I copied this HTML file to the document root of my Drupal site and then invoked that page (with a web browser or something like wget). Returning to the Drupal management screens, I checked that a node was created and that it appeared to be correct. Great! After that I keep modifying the PHP code to do more and more, until I had it working to read a file from the local file system of the web server. The final result was loadhtml.php which expects a simple ASCII file containing the name of a local file (on the web server), the title of the page and a string of three taxonomy values (which I'm not going to tell you anything about). An input file might look like:

file=050919DharmaBB_web.htm.stripped ; title=                      ; taxonomy=aaron,Dharma,2005;
file=051017DharmaBB-web.htm.stripped ; title=                      ; taxonomy=aaron,Dharma,2005;
file=Basic_Talks_01.htm.stripped     ; title=Empowerment           ; taxonomy=aaron,Dharma,2005;
file=Basic_Talks_02.htm.stripped     ; title=Aaron:                ; taxonomy=aaron,Dharma,2005;
file=Basic_Talks_06.htm.stripped     ; title=Karma and Liberation  ; taxonomy=aaron,Dharma,2005;
file=Basic_Talks_07.htm.stripped     ; title=Dharma in the Belly   ; taxonomy=aaron,Dharma,2005;

I copy this control file and the input HTML files (e.g. Basic_Talks_01.htm.stripped) to the expected directory on the web server and then invoke loadhtml.php. The program gets a list of files to process, figures out the body, title and taxonomy values and calls a function to create the Drupal pages. Wow, that was easier than all that mousing around!

In my case I had lots of existing HTML files at an old web site. They had all sorts of navigation HTML embedded in them. I wrote a Perl script to convert these files into something more Drupal-friendly. This involved stripping out the HTML headers, clean up the original HTML and find just the body of the HTML page. It also attempted to identify the 'title' of the page. I did not attempt to do everything possible... after all, I could always use the Drupal management screens to edit the HTML. Here's the Perl program (stripit.pl) to clean up the HTML.

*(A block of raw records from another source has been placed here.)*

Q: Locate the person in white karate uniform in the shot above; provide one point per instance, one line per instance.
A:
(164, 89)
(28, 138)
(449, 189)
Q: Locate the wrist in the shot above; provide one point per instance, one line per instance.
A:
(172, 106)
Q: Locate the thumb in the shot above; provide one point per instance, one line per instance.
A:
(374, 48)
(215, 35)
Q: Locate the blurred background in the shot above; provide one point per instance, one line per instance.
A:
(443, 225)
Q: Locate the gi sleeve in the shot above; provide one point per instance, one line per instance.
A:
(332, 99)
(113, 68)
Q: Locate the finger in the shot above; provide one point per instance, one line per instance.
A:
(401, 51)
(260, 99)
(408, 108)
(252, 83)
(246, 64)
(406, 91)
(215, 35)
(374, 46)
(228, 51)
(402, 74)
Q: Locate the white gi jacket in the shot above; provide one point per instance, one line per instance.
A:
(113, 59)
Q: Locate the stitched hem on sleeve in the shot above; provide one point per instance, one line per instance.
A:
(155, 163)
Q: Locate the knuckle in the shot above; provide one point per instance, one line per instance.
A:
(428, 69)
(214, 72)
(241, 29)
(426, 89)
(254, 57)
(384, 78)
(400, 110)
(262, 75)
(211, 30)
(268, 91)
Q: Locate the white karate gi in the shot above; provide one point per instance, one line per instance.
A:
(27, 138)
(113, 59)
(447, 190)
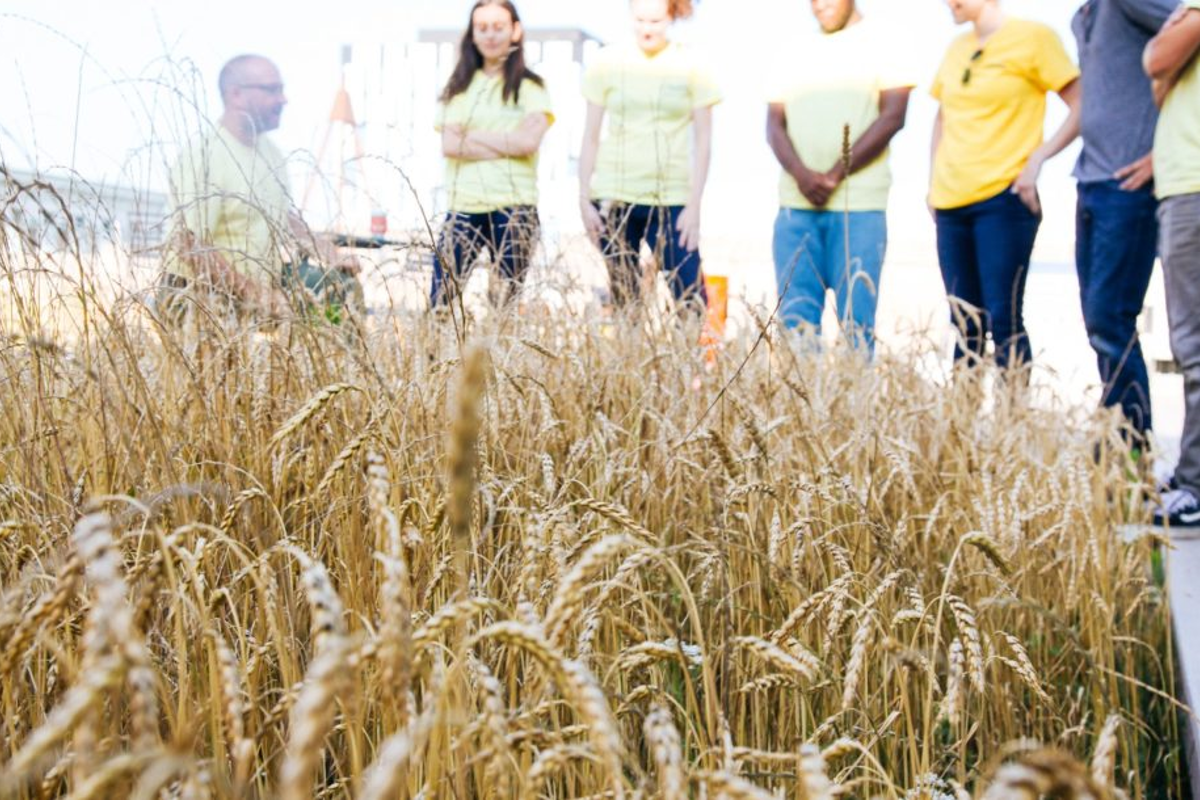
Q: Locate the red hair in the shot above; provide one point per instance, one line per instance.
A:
(681, 8)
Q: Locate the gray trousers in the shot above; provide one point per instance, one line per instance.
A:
(1180, 247)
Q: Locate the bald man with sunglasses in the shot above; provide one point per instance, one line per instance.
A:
(234, 229)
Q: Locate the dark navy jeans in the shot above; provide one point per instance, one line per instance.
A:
(984, 250)
(510, 235)
(627, 226)
(1116, 241)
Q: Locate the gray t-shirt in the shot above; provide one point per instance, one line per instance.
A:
(1119, 109)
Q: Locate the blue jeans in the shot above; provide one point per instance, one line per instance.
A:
(509, 234)
(627, 226)
(811, 258)
(1116, 241)
(984, 250)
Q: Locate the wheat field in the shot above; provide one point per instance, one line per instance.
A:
(538, 557)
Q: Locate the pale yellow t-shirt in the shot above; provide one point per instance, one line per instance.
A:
(235, 199)
(835, 80)
(1177, 138)
(483, 186)
(648, 100)
(993, 122)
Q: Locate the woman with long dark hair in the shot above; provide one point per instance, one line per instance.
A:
(989, 149)
(645, 180)
(493, 115)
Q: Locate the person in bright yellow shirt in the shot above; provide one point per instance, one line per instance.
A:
(643, 179)
(988, 155)
(493, 115)
(1173, 62)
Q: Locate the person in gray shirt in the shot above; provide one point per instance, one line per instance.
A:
(1116, 223)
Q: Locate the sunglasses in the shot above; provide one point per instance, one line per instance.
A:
(269, 88)
(975, 59)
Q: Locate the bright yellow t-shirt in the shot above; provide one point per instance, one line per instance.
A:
(483, 186)
(1177, 138)
(993, 122)
(649, 100)
(832, 82)
(234, 198)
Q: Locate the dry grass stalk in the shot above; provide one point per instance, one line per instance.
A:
(1104, 759)
(462, 459)
(310, 410)
(801, 669)
(663, 739)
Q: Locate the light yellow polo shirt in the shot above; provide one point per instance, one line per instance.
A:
(483, 186)
(1177, 138)
(832, 82)
(234, 198)
(994, 122)
(649, 100)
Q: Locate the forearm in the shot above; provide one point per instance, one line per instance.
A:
(1069, 130)
(467, 146)
(702, 162)
(874, 142)
(517, 144)
(781, 145)
(935, 143)
(1175, 47)
(214, 269)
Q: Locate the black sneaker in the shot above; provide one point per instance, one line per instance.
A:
(1177, 509)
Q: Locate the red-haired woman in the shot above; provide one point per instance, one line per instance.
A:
(493, 114)
(643, 180)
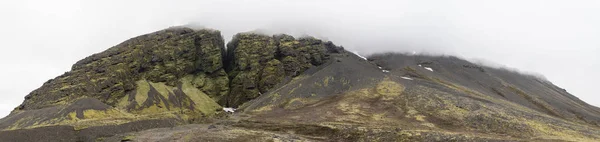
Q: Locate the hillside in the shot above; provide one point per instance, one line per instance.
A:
(172, 85)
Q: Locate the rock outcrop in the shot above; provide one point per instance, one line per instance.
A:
(258, 62)
(290, 89)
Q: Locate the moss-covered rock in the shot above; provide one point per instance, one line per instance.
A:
(258, 62)
(163, 56)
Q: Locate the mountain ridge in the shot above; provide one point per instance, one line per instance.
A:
(285, 86)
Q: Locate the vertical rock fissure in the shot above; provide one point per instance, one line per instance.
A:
(255, 63)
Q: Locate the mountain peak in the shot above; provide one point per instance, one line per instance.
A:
(291, 88)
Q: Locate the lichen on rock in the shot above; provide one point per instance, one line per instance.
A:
(258, 62)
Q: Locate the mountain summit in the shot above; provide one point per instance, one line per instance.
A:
(181, 84)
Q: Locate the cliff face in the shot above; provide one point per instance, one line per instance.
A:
(290, 89)
(257, 62)
(176, 73)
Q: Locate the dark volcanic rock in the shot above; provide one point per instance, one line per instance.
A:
(163, 56)
(258, 62)
(290, 89)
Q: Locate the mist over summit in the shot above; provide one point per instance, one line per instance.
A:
(259, 87)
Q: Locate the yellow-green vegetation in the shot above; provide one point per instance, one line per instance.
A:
(389, 89)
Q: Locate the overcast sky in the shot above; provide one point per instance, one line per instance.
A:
(560, 39)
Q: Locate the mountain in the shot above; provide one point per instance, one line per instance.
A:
(173, 85)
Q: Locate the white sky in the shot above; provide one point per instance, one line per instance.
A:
(560, 39)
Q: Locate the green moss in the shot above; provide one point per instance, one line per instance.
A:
(141, 95)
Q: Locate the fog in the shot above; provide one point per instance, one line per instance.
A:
(556, 38)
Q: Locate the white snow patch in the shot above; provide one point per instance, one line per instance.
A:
(229, 109)
(356, 53)
(428, 68)
(407, 78)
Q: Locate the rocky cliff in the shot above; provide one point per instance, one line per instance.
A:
(290, 89)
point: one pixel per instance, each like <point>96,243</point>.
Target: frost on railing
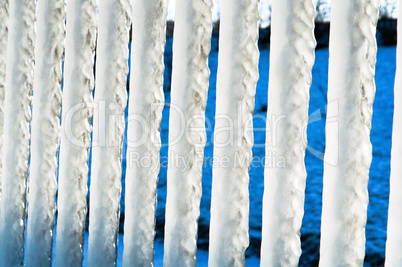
<point>145,105</point>
<point>292,35</point>
<point>191,47</point>
<point>3,58</point>
<point>348,151</point>
<point>45,131</point>
<point>108,130</point>
<point>17,117</point>
<point>77,109</point>
<point>236,85</point>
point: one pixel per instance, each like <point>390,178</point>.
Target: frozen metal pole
<point>233,136</point>
<point>77,110</point>
<point>45,131</point>
<point>143,140</point>
<point>393,256</point>
<point>187,137</point>
<point>108,130</point>
<point>348,152</point>
<point>17,117</point>
<point>291,62</point>
<point>3,60</point>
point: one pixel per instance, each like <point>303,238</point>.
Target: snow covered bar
<point>236,84</point>
<point>104,26</point>
<point>348,152</point>
<point>292,35</point>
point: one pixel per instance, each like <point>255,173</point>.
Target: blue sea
<point>310,232</point>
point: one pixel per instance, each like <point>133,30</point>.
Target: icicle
<point>292,35</point>
<point>233,137</point>
<point>145,105</point>
<point>17,116</point>
<point>3,59</point>
<point>77,109</point>
<point>45,131</point>
<point>393,255</point>
<point>348,151</point>
<point>111,100</point>
<point>187,137</point>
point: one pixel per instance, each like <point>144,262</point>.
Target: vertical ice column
<point>3,59</point>
<point>393,255</point>
<point>45,131</point>
<point>17,116</point>
<point>292,49</point>
<point>143,134</point>
<point>233,136</point>
<point>75,131</point>
<point>108,130</point>
<point>187,137</point>
<point>348,153</point>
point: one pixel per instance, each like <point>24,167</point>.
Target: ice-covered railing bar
<point>236,84</point>
<point>292,34</point>
<point>45,131</point>
<point>348,151</point>
<point>187,136</point>
<point>110,101</point>
<point>3,59</point>
<point>393,255</point>
<point>17,116</point>
<point>146,102</point>
<point>77,109</point>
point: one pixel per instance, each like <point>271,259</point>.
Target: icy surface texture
<point>77,110</point>
<point>291,62</point>
<point>348,151</point>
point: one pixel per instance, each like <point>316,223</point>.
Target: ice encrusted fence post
<point>233,136</point>
<point>3,60</point>
<point>77,109</point>
<point>146,102</point>
<point>348,152</point>
<point>108,130</point>
<point>45,131</point>
<point>17,116</point>
<point>187,136</point>
<point>291,62</point>
<point>393,256</point>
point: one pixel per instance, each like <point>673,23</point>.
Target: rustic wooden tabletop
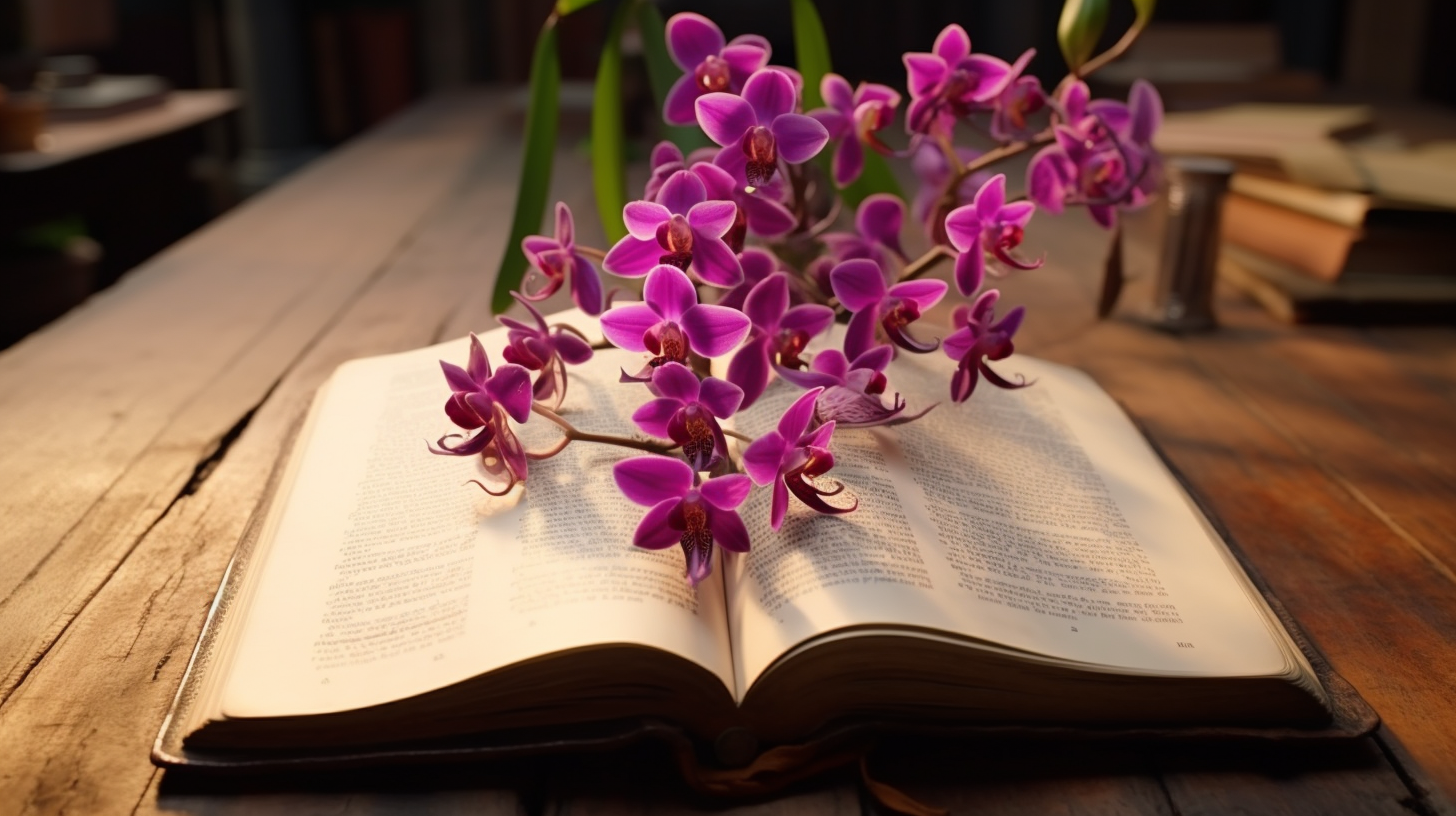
<point>136,436</point>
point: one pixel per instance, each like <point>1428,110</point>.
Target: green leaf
<point>1145,12</point>
<point>875,178</point>
<point>661,73</point>
<point>536,161</point>
<point>609,175</point>
<point>1081,25</point>
<point>811,47</point>
<point>568,6</point>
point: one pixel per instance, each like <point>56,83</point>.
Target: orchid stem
<point>574,434</point>
<point>926,263</point>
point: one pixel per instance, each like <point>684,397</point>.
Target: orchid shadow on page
<point>392,609</point>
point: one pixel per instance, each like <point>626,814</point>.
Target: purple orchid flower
<point>484,399</point>
<point>934,201</point>
<point>861,287</point>
<point>682,229</point>
<point>950,83</point>
<point>987,225</point>
<point>670,322</point>
<point>696,44</point>
<point>852,388</point>
<point>877,233</point>
<point>980,337</point>
<point>1014,108</point>
<point>760,127</point>
<point>1102,158</point>
<point>779,335</point>
<point>695,518</point>
<point>686,411</point>
<point>852,120</point>
<point>552,257</point>
<point>540,348</point>
<point>794,458</point>
<point>760,212</point>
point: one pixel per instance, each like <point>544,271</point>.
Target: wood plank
<point>178,353</point>
<point>76,733</point>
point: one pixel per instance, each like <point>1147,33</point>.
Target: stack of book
<point>1321,225</point>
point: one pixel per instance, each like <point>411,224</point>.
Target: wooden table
<point>137,432</point>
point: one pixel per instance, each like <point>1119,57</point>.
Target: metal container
<point>1183,299</point>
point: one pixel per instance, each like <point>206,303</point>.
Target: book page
<point>1037,519</point>
<point>390,576</point>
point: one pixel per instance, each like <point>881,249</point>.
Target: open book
<point>1024,557</point>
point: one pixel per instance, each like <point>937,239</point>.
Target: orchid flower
<point>794,458</point>
<point>861,287</point>
<point>852,118</point>
<point>760,127</point>
<point>1102,156</point>
<point>875,236</point>
<point>693,516</point>
<point>951,82</point>
<point>779,335</point>
<point>987,225</point>
<point>687,413</point>
<point>670,322</point>
<point>484,399</point>
<point>696,44</point>
<point>980,337</point>
<point>552,257</point>
<point>852,389</point>
<point>540,348</point>
<point>683,229</point>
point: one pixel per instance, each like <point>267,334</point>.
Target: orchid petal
<point>680,105</point>
<point>511,388</point>
<point>650,480</point>
<point>798,137</point>
<point>725,493</point>
<point>632,257</point>
<point>858,283</point>
<point>625,325</point>
<point>653,531</point>
<point>692,38</point>
<point>770,93</point>
<point>725,117</point>
<point>763,456</point>
<point>714,330</point>
<point>669,292</point>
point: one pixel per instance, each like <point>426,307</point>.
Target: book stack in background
<point>1328,220</point>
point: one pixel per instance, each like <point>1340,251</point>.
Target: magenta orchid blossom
<point>987,225</point>
<point>682,229</point>
<point>980,337</point>
<point>852,120</point>
<point>760,127</point>
<point>481,401</point>
<point>950,82</point>
<point>552,258</point>
<point>670,322</point>
<point>709,64</point>
<point>685,512</point>
<point>877,233</point>
<point>861,287</point>
<point>545,350</point>
<point>794,458</point>
<point>687,413</point>
<point>781,332</point>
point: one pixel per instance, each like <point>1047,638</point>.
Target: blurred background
<point>125,124</point>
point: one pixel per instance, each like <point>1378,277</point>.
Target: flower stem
<point>926,263</point>
<point>574,434</point>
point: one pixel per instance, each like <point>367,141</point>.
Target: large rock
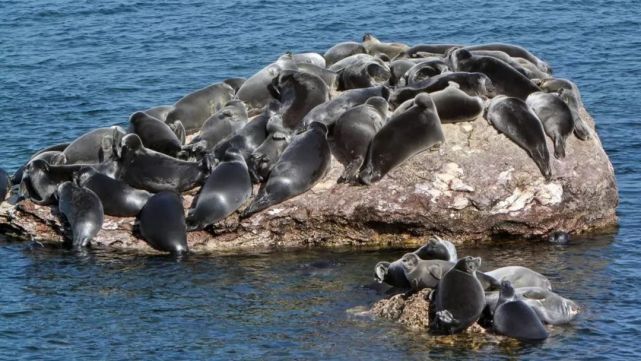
<point>478,186</point>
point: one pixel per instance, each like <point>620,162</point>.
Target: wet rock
<point>479,186</point>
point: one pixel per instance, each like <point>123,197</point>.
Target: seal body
<point>512,117</point>
<point>303,163</point>
<point>83,210</point>
<point>353,132</point>
<point>118,199</point>
<point>459,298</point>
<point>556,117</point>
<point>162,223</point>
<point>403,136</point>
<point>194,108</point>
<point>226,189</point>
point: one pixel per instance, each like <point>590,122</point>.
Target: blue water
<point>70,66</point>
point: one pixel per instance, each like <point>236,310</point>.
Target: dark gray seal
<point>162,223</point>
<point>303,163</point>
<point>118,199</point>
<point>520,276</point>
<point>223,124</point>
<point>298,93</point>
<point>402,137</point>
<point>514,318</point>
<point>194,108</point>
<point>556,117</point>
<point>83,210</point>
<point>146,169</point>
<point>512,117</point>
<point>455,106</point>
<point>569,93</point>
<point>328,112</point>
<point>424,273</point>
<point>89,147</point>
<point>474,84</point>
<point>353,132</point>
<point>513,51</point>
<point>458,300</point>
<point>550,307</point>
<point>154,133</point>
<point>227,188</point>
<point>341,51</point>
<point>506,80</point>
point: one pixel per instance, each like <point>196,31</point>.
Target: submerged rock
<point>479,186</point>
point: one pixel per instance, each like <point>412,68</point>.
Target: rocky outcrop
<point>479,186</point>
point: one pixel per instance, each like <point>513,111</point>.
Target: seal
<point>402,137</point>
<point>438,248</point>
<point>152,171</point>
<point>424,273</point>
<point>89,149</point>
<point>458,300</point>
<point>474,84</point>
<point>298,93</point>
<point>154,133</point>
<point>569,93</point>
<point>328,112</point>
<point>520,277</point>
<point>303,163</point>
<point>194,108</point>
<point>162,223</point>
<point>374,46</point>
<point>550,307</point>
<point>341,51</point>
<point>353,132</point>
<point>118,199</point>
<point>455,106</point>
<point>514,318</point>
<point>513,51</point>
<point>83,210</point>
<point>254,91</point>
<point>506,79</point>
<point>227,188</point>
<point>556,117</point>
<point>223,124</point>
<point>512,117</point>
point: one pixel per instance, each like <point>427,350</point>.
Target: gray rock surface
<point>479,186</point>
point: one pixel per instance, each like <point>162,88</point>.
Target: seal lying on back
<point>162,223</point>
<point>194,108</point>
<point>83,210</point>
<point>303,163</point>
<point>556,118</point>
<point>459,298</point>
<point>506,79</point>
<point>405,135</point>
<point>227,188</point>
<point>512,117</point>
<point>353,132</point>
<point>514,318</point>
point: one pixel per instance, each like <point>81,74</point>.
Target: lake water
<point>70,66</point>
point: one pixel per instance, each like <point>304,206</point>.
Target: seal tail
<point>559,148</point>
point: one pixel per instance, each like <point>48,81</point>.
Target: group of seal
<point>513,301</point>
<point>371,104</point>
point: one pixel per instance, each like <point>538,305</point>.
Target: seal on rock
<point>403,136</point>
<point>227,188</point>
<point>83,210</point>
<point>118,199</point>
<point>353,133</point>
<point>459,298</point>
<point>303,163</point>
<point>512,117</point>
<point>556,117</point>
<point>162,223</point>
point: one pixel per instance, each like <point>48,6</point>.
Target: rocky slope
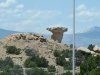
<point>42,46</point>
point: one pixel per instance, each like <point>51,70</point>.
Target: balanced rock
<point>57,33</point>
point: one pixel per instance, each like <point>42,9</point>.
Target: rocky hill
<point>25,41</point>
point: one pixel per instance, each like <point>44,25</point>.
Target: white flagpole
<point>73,52</point>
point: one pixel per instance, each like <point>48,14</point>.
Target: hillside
<point>35,42</point>
<point>29,54</point>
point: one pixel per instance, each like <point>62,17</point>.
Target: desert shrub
<point>90,47</point>
<point>88,65</point>
<point>95,72</point>
<point>30,52</point>
<point>36,61</point>
<point>68,65</point>
<point>60,61</point>
<point>12,50</point>
<point>6,64</point>
<point>67,53</point>
<point>51,68</point>
<point>67,73</point>
<point>36,71</point>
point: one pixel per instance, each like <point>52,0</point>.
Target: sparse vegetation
<point>90,47</point>
<point>37,71</point>
<point>12,50</point>
<point>36,61</point>
<point>30,52</point>
<point>51,68</point>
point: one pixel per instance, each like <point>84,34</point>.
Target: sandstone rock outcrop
<point>26,36</point>
<point>57,33</point>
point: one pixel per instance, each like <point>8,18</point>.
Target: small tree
<point>12,50</point>
<point>90,47</point>
<point>51,68</point>
<point>57,53</point>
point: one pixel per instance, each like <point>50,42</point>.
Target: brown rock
<point>57,33</point>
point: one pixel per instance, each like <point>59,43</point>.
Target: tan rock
<point>57,33</point>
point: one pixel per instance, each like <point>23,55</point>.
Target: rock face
<point>26,36</point>
<point>57,33</point>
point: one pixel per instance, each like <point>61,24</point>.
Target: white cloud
<point>83,11</point>
<point>7,3</point>
<point>21,19</point>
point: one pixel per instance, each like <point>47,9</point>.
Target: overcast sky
<point>37,15</point>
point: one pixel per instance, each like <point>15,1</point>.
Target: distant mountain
<point>92,36</point>
<point>4,33</point>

My last step was to write a shell script to drive the whole process. This script (not shown) did the following:

  • Create a temporary directory on my machine
  • Copy the HTML to the temporary directory
  • Invoke stripit.pl on the HTML in the temporary directory
  • Copy the stripped HTML files, the input config file and loadhtml.php to the document root of the Drupal site
  • Invoke loadhtml.php on the web site

This is certainly a thousand times faster than doing it manually. The down side was that once I had hundreds of new Drupal pages I still had piles of menus to create by hand :-(.